Question: A random sample of size two is taken from the following distribution:
\begin{array}{|r|r|r|r|} \hline X & 0 & 1 & 2 & 3\\ \hline \mathbb P(X=x) &0.3 &0.4&0.2&0.1\\ \hline \end{array}
$(a)$ Find the distribution of $Y_1=X_1+X_2$
$(b)$ Find the distribution of $Y_2=X_1^2+X_2^2$
$(c)$ Find the distribution of $Y_3=(Y_2|Y_1=3)$ and calculate $\mathbb E(Y_3)$
My approach:
I am confused how to solve $(c)$. To make it easier I give what have I done .
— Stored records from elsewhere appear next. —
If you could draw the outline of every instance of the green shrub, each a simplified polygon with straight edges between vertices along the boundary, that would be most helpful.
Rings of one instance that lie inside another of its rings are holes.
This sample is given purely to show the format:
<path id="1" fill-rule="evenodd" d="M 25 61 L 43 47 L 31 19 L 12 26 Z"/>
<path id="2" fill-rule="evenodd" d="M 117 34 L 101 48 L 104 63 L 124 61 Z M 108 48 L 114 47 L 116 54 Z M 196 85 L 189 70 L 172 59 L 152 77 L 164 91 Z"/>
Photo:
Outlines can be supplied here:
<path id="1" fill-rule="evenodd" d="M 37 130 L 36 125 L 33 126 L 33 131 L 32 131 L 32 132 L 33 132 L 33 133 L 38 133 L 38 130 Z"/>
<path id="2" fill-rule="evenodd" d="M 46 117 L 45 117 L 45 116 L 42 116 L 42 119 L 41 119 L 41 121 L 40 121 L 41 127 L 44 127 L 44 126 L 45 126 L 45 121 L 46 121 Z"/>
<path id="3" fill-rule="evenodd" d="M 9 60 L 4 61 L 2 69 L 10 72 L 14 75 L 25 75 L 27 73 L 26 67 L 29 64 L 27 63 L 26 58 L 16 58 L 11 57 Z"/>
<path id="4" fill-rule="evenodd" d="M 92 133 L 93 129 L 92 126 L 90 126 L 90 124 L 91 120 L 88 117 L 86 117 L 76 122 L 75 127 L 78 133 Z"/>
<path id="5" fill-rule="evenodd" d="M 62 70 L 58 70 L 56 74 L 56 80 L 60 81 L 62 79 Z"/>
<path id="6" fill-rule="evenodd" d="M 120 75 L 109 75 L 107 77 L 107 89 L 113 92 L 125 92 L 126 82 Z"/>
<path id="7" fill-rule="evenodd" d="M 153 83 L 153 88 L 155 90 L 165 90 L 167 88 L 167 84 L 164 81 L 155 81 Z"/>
$(a)$: the distribution of $Y_1=X_1+X_2$
\begin{array}{|r|r|r|r|r|r|r|r|}
\hline
Y_1 & 0 & 1 & 2 & 3& 4 & 5 & 6\\ \hline
\mathbb P(Y_2=y) &0.09&0.24&0.28&0.22&0.12&0.04&0.01\\ \hline
\end{array}
$(b)$: the distribution of $Y_2=X_1^2+X_2^2$
\begin{array}{|r|r|r|r|r|r|r|r|}
\hline
Y_2 & 0 & 1 & 2 & 4 & 5 & 8 & 9 & 10 & 13 & 18 \\ \hline
\mathbb P(Y_2=y) & 0.09 & 0.24 & 0.16 & 0.12 & 0.16 & 0.04 &0.06 &0.08&0.04&0.01 \\ \hline
\end{array}
Any hint or solution will be appreciated .
Thanks in advance .
Note that all involved random variables are discrete. Unfortunately, $Y_2$ and $Y_1$ are not independent, so we have to do some small calculations:
We have for all $y$ in the image of $Y_3$: $$\Bbb P(Y_3=y):=\frac{\Bbb P(Y_2=y \cap Y_1 = 3)}{\Bbb P(Y_1=3)}\approx4.55\cdot \Bbb P(Y_2=y \cap Y_1=3).$$
Note that $Y_1=3\iff X_1+X_2=3$ which is the case in exactly the following cases:
So $Y_3$ only takes the values $5, 9$. We have \begin{split}\Bbb P(Y_3=5)&\approx 4.55\cdot\big(\Bbb P(X_1=1\cap X_2=2)+\Bbb P(X_1=2\cap X_2=1)\big)\\&=9.1\cdot\Bbb P(X_1=1)\cdot\Bbb P (X_2=2)=9.1\cdot0.4\cdot0.2\\&=0.728.\end{split}
And, similarly, \begin{split} \Bbb P(Y_3=9)&\approx 9.1\cdot\Bbb P(X_1=0)\cdot\Bbb P (X_2=3) = 9.1\cdot0.3\cdot 0.1=0.273. \end{split}
From this, one can easily calculate $\Bbb E Y_3$.
(I am glad that my calculations got verified in the sense that $\Bbb P(Y_3=5)+\Bbb P(Y_3=9)\approx 1$.)